Tuesday, January 1, 2013

Faith Popcorn

"The biggest lesson I learned from Faith was to ask questions! Cultural curiosity is the key to prediction. The ability to understand 'the why,' even when the consumer doesn’t, unlocks powerful insights."--Tiffany Vasilcik, from a post on the Innovation Excellence web site, 10/24/12 To debut the Women of the Year blog this 2013 New Year's Day, I thought it would be interesting to look at the work of the futurist, Faith Popcorn. Faith must be a reassuring name for the corporations who hire her and her consultants at BrainReserve, the firm she started in 1974, to predict what consumers will be doing and buying next. The message above from a decade-long acolyte is simple, the key to success in any endeavor, whether we undertake it now or in the future.

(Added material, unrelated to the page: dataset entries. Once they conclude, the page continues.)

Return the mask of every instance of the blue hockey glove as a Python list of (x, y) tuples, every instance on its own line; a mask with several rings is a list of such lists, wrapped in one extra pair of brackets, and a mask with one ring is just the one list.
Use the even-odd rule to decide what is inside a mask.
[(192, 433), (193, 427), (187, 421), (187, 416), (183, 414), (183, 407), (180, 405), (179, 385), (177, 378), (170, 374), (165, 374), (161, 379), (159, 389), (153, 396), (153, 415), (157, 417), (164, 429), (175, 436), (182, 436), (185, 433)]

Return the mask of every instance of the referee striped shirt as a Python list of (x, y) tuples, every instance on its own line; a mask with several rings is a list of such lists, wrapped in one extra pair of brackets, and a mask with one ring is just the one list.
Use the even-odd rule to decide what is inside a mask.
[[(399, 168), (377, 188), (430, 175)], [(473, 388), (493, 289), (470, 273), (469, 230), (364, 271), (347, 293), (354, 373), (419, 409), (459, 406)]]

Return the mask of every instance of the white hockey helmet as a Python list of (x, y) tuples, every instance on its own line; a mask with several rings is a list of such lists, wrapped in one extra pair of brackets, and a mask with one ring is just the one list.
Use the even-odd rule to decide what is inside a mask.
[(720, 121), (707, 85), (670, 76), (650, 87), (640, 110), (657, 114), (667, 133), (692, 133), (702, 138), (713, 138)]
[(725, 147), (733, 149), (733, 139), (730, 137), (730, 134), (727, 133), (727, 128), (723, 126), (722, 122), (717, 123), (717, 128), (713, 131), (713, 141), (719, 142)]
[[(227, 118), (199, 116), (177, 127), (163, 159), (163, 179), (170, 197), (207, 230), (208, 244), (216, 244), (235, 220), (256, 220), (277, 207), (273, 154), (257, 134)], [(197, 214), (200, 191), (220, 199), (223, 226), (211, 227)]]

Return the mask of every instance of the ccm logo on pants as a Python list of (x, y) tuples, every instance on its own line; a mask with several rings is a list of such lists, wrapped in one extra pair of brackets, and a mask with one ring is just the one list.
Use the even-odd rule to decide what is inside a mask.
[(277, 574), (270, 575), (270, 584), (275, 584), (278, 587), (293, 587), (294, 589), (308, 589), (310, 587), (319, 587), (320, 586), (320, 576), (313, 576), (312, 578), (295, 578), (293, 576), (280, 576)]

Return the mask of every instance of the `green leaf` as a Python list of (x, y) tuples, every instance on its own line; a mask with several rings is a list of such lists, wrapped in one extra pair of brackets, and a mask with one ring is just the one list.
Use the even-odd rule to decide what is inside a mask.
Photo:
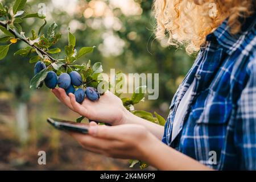
[(68, 32), (68, 45), (72, 45), (73, 47), (76, 46), (76, 37), (70, 32)]
[(36, 63), (40, 60), (40, 56), (35, 56), (30, 58), (30, 63)]
[(60, 39), (61, 39), (61, 34), (59, 32), (56, 33), (53, 38), (50, 40), (51, 45), (55, 44)]
[(60, 52), (61, 51), (61, 50), (59, 48), (55, 48), (53, 49), (49, 49), (49, 51), (47, 51), (47, 52), (49, 53), (56, 53)]
[(133, 101), (131, 100), (130, 98), (122, 98), (122, 102), (123, 102), (123, 105), (125, 106), (129, 106), (129, 105), (133, 104)]
[(146, 85), (139, 86), (136, 89), (131, 96), (131, 100), (134, 104), (139, 103), (144, 98), (146, 89)]
[[(30, 50), (31, 49), (32, 49), (32, 50)], [(14, 53), (14, 56), (19, 55), (24, 57), (27, 56), (30, 52), (32, 53), (35, 51), (34, 49), (31, 48), (30, 47), (27, 47), (16, 51), (16, 52)]]
[(35, 34), (35, 31), (34, 30), (31, 30), (31, 34), (32, 34), (32, 38), (31, 38), (31, 40), (35, 40), (35, 39), (36, 39), (37, 36)]
[(102, 65), (100, 62), (95, 63), (92, 68), (94, 73), (101, 73), (103, 71)]
[(4, 43), (9, 41), (10, 39), (10, 36), (4, 36), (0, 38), (0, 43)]
[(74, 67), (75, 68), (80, 69), (84, 69), (85, 68), (85, 65), (79, 65), (79, 64), (74, 64), (74, 65), (72, 65), (72, 67)]
[(64, 64), (60, 61), (56, 61), (55, 63), (52, 63), (52, 66), (55, 70), (60, 69), (60, 67)]
[(79, 118), (76, 118), (77, 123), (81, 123), (82, 119), (84, 119), (85, 117), (84, 116), (80, 116)]
[(164, 125), (166, 124), (166, 119), (155, 111), (154, 113), (154, 114), (155, 114), (156, 118), (158, 119), (158, 122), (159, 123), (160, 125), (164, 126)]
[(19, 11), (17, 12), (16, 14), (15, 14), (13, 16), (13, 17), (15, 18), (16, 16), (19, 16), (22, 15), (24, 14), (24, 12), (25, 12), (25, 11)]
[(8, 51), (9, 50), (9, 46), (10, 45), (0, 46), (0, 60), (6, 56)]
[(68, 57), (71, 57), (75, 53), (74, 47), (72, 45), (66, 46), (64, 49), (65, 53)]
[(88, 63), (87, 63), (87, 64), (86, 64), (86, 69), (89, 69), (90, 68), (90, 60), (89, 60)]
[(27, 0), (16, 0), (13, 7), (13, 12), (15, 14), (18, 11), (24, 8)]
[(57, 27), (57, 24), (54, 22), (52, 23), (47, 30), (46, 38), (49, 40), (52, 40), (55, 35), (55, 30)]
[(38, 18), (40, 19), (44, 19), (46, 18), (46, 16), (43, 14), (38, 13), (35, 13), (27, 14), (25, 16), (22, 17), (22, 18)]
[(46, 19), (44, 19), (44, 24), (43, 24), (43, 25), (40, 27), (39, 30), (38, 31), (38, 36), (39, 36), (40, 33), (41, 32), (41, 31), (42, 30), (43, 28), (44, 27), (46, 23), (47, 23), (47, 22), (46, 20)]
[(2, 4), (2, 2), (0, 2), (0, 11), (4, 11), (5, 8), (3, 7), (3, 4)]
[(36, 49), (35, 50), (36, 50), (36, 53), (38, 55), (38, 56), (39, 56), (41, 58), (43, 59), (44, 56), (42, 54), (41, 52), (40, 52), (38, 49)]
[(141, 118), (143, 118), (147, 121), (155, 122), (155, 118), (153, 117), (153, 114), (150, 113), (145, 111), (144, 110), (134, 110), (131, 111), (131, 113)]
[(5, 27), (2, 26), (0, 26), (0, 30), (5, 34), (6, 35), (10, 36), (11, 38), (15, 38), (15, 35), (9, 32)]
[(46, 48), (50, 47), (50, 43), (48, 39), (42, 35), (40, 37), (40, 42), (38, 43), (38, 46)]
[(14, 23), (14, 30), (20, 33), (22, 31), (22, 27), (19, 23)]
[(93, 71), (92, 68), (87, 69), (86, 70), (82, 71), (82, 74), (84, 75), (84, 77), (86, 79), (87, 77), (90, 76), (93, 73)]
[(22, 19), (21, 18), (16, 18), (13, 21), (14, 23), (19, 23), (21, 22), (22, 22)]
[(39, 86), (40, 82), (44, 80), (47, 76), (47, 68), (44, 68), (39, 73), (35, 75), (30, 81), (30, 88), (36, 89)]
[(77, 55), (76, 55), (76, 59), (82, 56), (83, 55), (91, 52), (93, 51), (95, 46), (93, 47), (83, 47), (79, 51)]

In THE POPCORN REPORT, published in 1991, she predicted we'd own our own android. Close, though not with quite the value she imagined (she thought we'd have androids to actually do physical work while what we have at present is a phone/toy that distracts us from occupations more worth our time). The firm's predictions for a "she-change" in 2012 certainly painted a glowing picture of "a new era of productivity and peace," thanks to how we would "rely on compassion more than competition...more innovation than invasion" (from FaithPopcorn.com). Let me think...ummmm...women's leaps forward in 2012...there must be something. Ah yes, Marissa Mayer's new job as CEO of Yahoo! just before she gave birth to her first child is encouraging...that's one. And then I see the death from gang rape of a young Indian woman who'd moved to the city for more opportunity, the shooting of an Afghani schoolgirl by the Taliban for her outspoken support of girls' education, Kathryn Bigelow's portrait of the female government operative who pursued Osama bin Laden for ten years to target him for death (I'm not complaining about the outcome!), and the lack of a credible female candidate for President or VP as proof that we're still a world modeled more on Maggie Thatcher than Mother Teresa.